Kolonial Coffee Sidoarjo

Kolonial Kopi Sidoarjo
Ingin menikmati ragam Kopi Nusantara tapi dengan harga yang miring? Bagi penikmat kopi, jika berkunjung ke Kota Sidoarjo sempatkanlah mampir di Warung Kopi Kolonial. Warung kopi ini berada di pusat kota Sidoarjo dekat dengan alun-alun kota. Rute dari alun-alun kota Sidoarjo ke arah barat memasuki pintu masuk Perumahan Bluru Permai dan saat memasuki jalan pavingan yang cukup lebar, depan SD Sidoklumpuk Sidoarjo. Warung Kopi Kolonial buka setiap hari dari pukul 18.00 WIB – sampai malam hari.

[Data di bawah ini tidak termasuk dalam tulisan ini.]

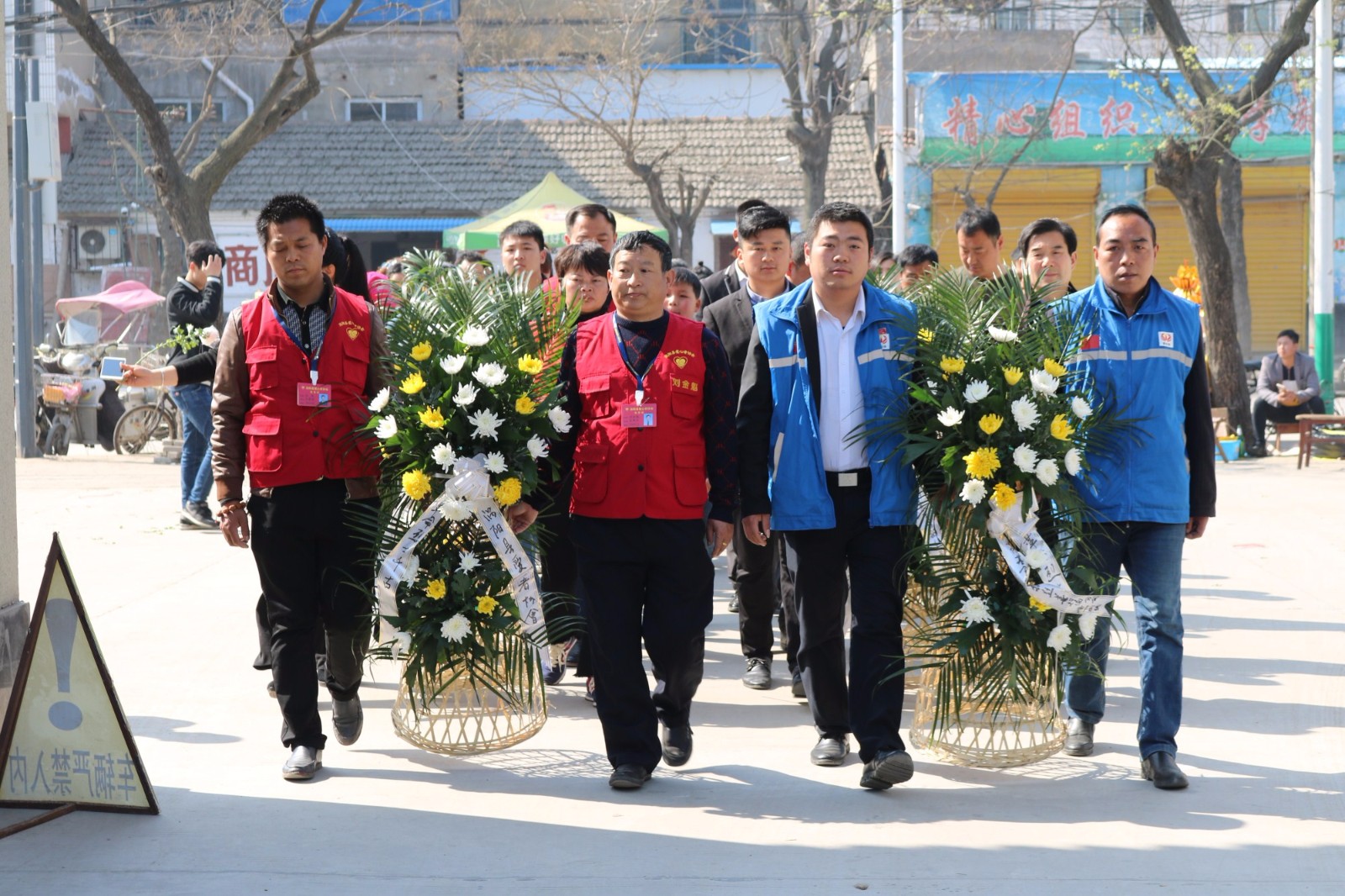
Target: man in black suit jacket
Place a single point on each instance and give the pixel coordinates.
(762, 582)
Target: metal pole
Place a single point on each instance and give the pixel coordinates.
(899, 129)
(1324, 205)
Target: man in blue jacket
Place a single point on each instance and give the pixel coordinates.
(827, 360)
(1153, 488)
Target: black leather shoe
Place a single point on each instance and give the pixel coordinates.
(1078, 737)
(887, 768)
(1163, 770)
(831, 751)
(677, 744)
(347, 720)
(629, 777)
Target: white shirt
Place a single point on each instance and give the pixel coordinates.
(842, 401)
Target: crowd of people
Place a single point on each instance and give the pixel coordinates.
(716, 410)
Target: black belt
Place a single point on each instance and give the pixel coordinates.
(851, 478)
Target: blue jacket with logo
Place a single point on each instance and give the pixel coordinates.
(1150, 369)
(780, 461)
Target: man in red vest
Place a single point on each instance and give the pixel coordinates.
(296, 372)
(656, 408)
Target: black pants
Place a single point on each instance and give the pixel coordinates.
(1264, 412)
(318, 579)
(646, 579)
(764, 584)
(871, 705)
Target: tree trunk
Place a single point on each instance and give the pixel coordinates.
(1231, 221)
(1194, 179)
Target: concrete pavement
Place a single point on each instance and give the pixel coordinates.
(1264, 716)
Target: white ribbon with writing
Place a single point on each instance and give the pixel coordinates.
(467, 493)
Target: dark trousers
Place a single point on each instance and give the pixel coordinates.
(871, 705)
(764, 584)
(1264, 412)
(316, 576)
(646, 579)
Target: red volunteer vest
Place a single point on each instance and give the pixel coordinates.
(288, 443)
(658, 472)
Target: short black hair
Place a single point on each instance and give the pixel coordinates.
(1127, 208)
(583, 256)
(683, 273)
(838, 213)
(286, 208)
(198, 253)
(918, 253)
(638, 240)
(589, 210)
(974, 221)
(525, 229)
(762, 219)
(1048, 225)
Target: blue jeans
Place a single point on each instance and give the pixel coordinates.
(1152, 556)
(197, 425)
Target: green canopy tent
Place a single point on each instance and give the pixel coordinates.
(545, 205)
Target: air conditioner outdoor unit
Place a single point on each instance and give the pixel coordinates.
(98, 246)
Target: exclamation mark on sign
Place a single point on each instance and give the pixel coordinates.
(61, 629)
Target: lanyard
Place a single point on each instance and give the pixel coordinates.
(625, 358)
(313, 360)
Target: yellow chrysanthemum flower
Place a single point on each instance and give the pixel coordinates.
(414, 483)
(1060, 428)
(982, 463)
(952, 365)
(509, 492)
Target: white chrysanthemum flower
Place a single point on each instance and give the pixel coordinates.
(975, 390)
(475, 335)
(974, 609)
(488, 425)
(1044, 382)
(1026, 458)
(456, 629)
(464, 396)
(1026, 414)
(490, 374)
(560, 419)
(974, 492)
(444, 456)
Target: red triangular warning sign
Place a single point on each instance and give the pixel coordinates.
(65, 741)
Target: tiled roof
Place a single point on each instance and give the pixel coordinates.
(466, 168)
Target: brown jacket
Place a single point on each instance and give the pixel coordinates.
(232, 401)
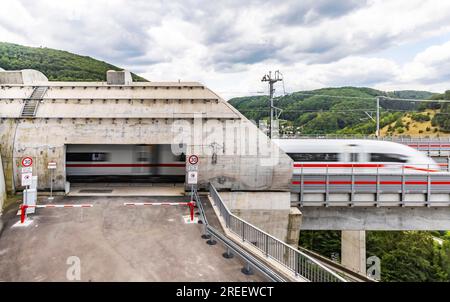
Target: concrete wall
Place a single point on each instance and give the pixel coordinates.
(373, 218)
(353, 250)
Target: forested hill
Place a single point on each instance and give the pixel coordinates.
(57, 65)
(331, 110)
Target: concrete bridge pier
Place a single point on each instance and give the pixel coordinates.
(353, 250)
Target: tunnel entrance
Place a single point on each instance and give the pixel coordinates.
(150, 164)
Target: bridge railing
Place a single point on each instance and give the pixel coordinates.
(294, 260)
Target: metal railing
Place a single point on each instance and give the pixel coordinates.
(294, 260)
(235, 248)
(310, 178)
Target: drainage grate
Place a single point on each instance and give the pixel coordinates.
(95, 191)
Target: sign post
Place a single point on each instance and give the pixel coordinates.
(52, 167)
(192, 169)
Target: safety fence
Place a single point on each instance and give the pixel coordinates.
(294, 260)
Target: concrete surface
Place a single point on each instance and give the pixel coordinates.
(113, 243)
(125, 189)
(373, 218)
(353, 251)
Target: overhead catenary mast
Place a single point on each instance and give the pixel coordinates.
(272, 80)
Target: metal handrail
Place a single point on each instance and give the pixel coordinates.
(208, 229)
(292, 259)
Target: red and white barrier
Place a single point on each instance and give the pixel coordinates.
(23, 208)
(190, 204)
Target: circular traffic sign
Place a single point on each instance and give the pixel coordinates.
(27, 161)
(193, 159)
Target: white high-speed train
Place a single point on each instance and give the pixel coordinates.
(355, 156)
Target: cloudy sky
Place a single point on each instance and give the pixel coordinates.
(230, 45)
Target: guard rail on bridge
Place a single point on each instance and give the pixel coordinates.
(354, 186)
(300, 264)
(434, 147)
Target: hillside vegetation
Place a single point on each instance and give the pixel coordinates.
(57, 65)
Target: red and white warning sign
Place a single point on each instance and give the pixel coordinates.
(27, 161)
(193, 159)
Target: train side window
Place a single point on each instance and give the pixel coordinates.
(388, 157)
(313, 157)
(86, 157)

Warung Kopi sederhana tapi memberikan sensasi berbeda
Menu daftar harga
Biji kopi sudah digoreng
Ragam kopi nusantara disini yang tersedia adalah Kopi Aceh Gayo, Mandailing, Medan, Bali Kintamani, Bengkulu, Wonosobo, Flores Bajawa, Toraja Kalosi, Papua, Sunda, dan Gunung Arjuno. Minuman lain juga tersedia disini, jadi tidak perlu khawatir mengajak teman namun tidak penikmat kopi. Tiap warung kopi memiliki keunikan sendiri, di Warung Kopi Kolonial ini saat memesan kopi maka akan disajikan pula dua keping biskuit sebagai peneman kopi. Ohya, di warung ini kopi nusantara yang tersedia masih berbentuk biji kopi yang sudah digoreng, jadi saat ada pembeli maka kopi pesanan baru akan digiling, jadi kita dapat melihat langsung prosesnya. Selesai digiling, biji kopi yang sudah halus di taruh di kantong kertas coklat sebagai penyaring barulah ditunagi air panas sekalian disaring.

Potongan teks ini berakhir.